We don’t make change
“We don’t make change. Change is happening anyway.”
When I heard these words from Arawana Hayashi my body perked up. She said them in such a casual way, like this was so obvious it was barely worth mentioning, but for me they were like seeing a tulip in the garden in January. Very notable.
I live in a place where being a “changemaker” is an identity and maybe even a movement; it’s a place that is actively cultivating a community of changemakers. So if we can’t make change then what is this all about? I couldn’t stop thinking about Arawana’s statement for the next 24 hours, so the next day, I asked her to elaborate.
[Ashoka claims to have coined the word “changemaker” in 1981. This term is all over their website, including in their “Everyone a Changemaker” framework.]
Arawana Hayashi is the creator of a practice called Social Presencing Theater (SPT) and I am currently in a year long immersion with her and Manish Srivastava to become an SPT practitioner - ultimately so I can work with changemakers to see and understand the systems we inhabit in new ways.
And now, the term changemaker has me puzzling over what we think we are doing, if we (obviously) can’t make change.
[The quotes that follow are from the notes I took when Arawana answered my question. Everything I write here are my interpretations and understanding in progress, an attempt to play with this idea and see where it leads me, and not to accurately represent Arawana’s views. I may not fully understand what Arawana was trying to say; this is my best understanding as a humble student. ]
Arawana began her answer to my question with a pause and a breath. Then she said that what is coming next is already present within what is happening today.

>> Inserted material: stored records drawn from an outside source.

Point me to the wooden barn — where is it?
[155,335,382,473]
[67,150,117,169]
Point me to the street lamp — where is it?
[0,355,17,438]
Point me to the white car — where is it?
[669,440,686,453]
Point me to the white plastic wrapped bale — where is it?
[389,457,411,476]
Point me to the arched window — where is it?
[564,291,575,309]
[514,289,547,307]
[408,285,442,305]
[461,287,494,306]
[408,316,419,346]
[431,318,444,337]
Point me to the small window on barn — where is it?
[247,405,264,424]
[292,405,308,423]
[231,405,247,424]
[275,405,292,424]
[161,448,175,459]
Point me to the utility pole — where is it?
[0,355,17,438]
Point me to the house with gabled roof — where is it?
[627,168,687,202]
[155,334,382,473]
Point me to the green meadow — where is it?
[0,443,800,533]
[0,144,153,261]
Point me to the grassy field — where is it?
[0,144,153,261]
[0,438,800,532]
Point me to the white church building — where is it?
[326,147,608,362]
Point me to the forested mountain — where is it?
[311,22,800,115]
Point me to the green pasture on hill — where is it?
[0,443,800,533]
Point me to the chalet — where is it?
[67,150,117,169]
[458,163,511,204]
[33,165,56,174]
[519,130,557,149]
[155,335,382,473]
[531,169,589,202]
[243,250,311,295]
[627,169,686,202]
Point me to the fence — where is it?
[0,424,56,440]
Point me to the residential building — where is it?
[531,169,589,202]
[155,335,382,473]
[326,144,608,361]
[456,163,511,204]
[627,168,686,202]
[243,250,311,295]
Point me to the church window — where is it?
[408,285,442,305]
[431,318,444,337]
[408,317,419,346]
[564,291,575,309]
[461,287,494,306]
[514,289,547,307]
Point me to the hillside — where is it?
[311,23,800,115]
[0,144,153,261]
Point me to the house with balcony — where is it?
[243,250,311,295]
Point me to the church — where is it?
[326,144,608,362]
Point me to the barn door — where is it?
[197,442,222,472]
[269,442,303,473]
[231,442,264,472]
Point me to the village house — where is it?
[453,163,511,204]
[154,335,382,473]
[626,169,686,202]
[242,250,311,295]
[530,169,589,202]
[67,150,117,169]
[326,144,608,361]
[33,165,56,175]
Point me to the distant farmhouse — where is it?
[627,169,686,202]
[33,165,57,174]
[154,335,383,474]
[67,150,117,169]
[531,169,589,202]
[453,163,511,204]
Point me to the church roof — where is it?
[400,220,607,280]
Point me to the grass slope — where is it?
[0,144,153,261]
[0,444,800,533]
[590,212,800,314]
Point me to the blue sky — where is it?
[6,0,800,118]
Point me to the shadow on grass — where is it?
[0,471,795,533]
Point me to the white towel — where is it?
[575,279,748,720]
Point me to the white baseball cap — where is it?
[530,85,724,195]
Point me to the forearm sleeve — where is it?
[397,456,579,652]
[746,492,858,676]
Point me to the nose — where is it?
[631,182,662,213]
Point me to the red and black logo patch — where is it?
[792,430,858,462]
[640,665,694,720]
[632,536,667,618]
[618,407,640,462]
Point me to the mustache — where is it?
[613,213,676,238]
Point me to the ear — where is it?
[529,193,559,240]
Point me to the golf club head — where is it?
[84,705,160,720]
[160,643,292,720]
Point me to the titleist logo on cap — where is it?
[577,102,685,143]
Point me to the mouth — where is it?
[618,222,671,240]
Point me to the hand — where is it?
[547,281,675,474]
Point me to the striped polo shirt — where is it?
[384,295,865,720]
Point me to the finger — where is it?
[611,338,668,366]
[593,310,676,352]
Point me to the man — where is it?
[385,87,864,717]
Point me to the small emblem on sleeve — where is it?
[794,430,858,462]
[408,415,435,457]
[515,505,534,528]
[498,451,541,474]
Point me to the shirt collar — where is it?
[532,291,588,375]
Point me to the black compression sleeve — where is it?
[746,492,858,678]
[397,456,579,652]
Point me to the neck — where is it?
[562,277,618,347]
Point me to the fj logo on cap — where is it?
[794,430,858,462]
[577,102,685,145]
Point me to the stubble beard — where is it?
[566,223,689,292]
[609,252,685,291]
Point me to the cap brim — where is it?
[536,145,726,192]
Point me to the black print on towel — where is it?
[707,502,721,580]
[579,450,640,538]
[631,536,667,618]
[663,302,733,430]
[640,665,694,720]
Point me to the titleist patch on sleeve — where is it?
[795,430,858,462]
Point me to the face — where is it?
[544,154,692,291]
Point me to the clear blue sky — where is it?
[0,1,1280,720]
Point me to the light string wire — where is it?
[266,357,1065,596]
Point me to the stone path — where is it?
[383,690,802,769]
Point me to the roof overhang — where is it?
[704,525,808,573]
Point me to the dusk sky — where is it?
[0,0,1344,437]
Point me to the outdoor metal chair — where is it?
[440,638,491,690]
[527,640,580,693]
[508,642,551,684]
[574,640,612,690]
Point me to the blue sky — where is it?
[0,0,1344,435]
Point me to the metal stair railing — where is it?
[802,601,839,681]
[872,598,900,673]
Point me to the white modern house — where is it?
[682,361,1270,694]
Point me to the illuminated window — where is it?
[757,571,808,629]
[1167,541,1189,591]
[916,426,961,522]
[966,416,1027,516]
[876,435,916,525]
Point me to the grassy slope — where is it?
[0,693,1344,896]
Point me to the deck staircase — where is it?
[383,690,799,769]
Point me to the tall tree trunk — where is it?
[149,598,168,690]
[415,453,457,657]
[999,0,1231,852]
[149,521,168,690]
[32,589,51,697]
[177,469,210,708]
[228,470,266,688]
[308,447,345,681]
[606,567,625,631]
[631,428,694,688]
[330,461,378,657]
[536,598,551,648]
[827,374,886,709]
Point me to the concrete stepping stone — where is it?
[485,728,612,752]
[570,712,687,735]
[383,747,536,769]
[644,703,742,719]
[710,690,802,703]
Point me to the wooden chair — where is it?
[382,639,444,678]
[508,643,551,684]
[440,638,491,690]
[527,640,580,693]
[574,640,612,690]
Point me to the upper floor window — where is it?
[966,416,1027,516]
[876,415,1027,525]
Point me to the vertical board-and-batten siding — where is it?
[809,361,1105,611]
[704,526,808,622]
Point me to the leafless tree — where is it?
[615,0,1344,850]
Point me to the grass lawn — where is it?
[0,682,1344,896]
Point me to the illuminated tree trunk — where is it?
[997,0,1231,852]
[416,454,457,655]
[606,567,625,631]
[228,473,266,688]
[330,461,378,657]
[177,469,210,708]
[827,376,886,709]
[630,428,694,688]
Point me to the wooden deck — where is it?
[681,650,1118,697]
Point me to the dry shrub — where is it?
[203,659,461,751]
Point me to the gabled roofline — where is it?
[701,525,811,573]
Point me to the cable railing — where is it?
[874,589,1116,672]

There is something already present right now that is longing to be expressed and mobilized. It has “a yearning for life and for freedom.” And when we really learn to listen we can start to notice it.
We can start to notice the seeds of the future that are present in the current reality. (Although common enough word sequences, seeds of the future and current reality are core phrases in SPT and Theory U, the larger framework which SPT is nested within.) And those seeds are what we attend to.
She said, we can’t take something that is a certain way and turn it into a differnt thing. Or we can’t “change it into what it isn’t.” To me this means that what is here now and what is coming are the same thing. The samara becomes the maple, the acorn the oak; an acorn will never become a maple tree. The towering tree is not a new thing from the tiny seed. The tree is already inside the seed, it simply needs to be given the conditions for growth.
This makes me wonder about all of the change efforst that do not result in much. In these cases, are we focusing on areas that are not ready to change? That do not yet have the potential to transform? Are we trying to make something happen that doesn’t yet have the imprint of the future within it, so therefore it cannot grow? Are we imposing our will onto a system that has its own life and longing? Willing a tree to emerge from barren soil?
Arawana beieves that “the system has a yearning to reach it’s fullest capacity” and what we are here to do is “allow what is there to come out.” And we don’t do that by trying to change and tinker all the time.
We do that through non-doing and listening. To tuning in with precision and wide-field awareness. We wait and notice. We listen to the present with as much attention and curiosity and bravery as we can for “what is naturally coming forth.”
Social Presencing Theater is a collection of tools to assist in this listening. We learn to listen with our whole selves to whatever system we are attending to: the condition of the individual, what occurs between and around two people, the behaviours of small groups and organizations, or the environment maintaining and influencing large social systems.
And then when the timing is right, we must be there and have the courage to do what might not be comfortable in service of what is emerging, of what the future is calling us to do.
The practices of SPT are one way to tune into this yearning.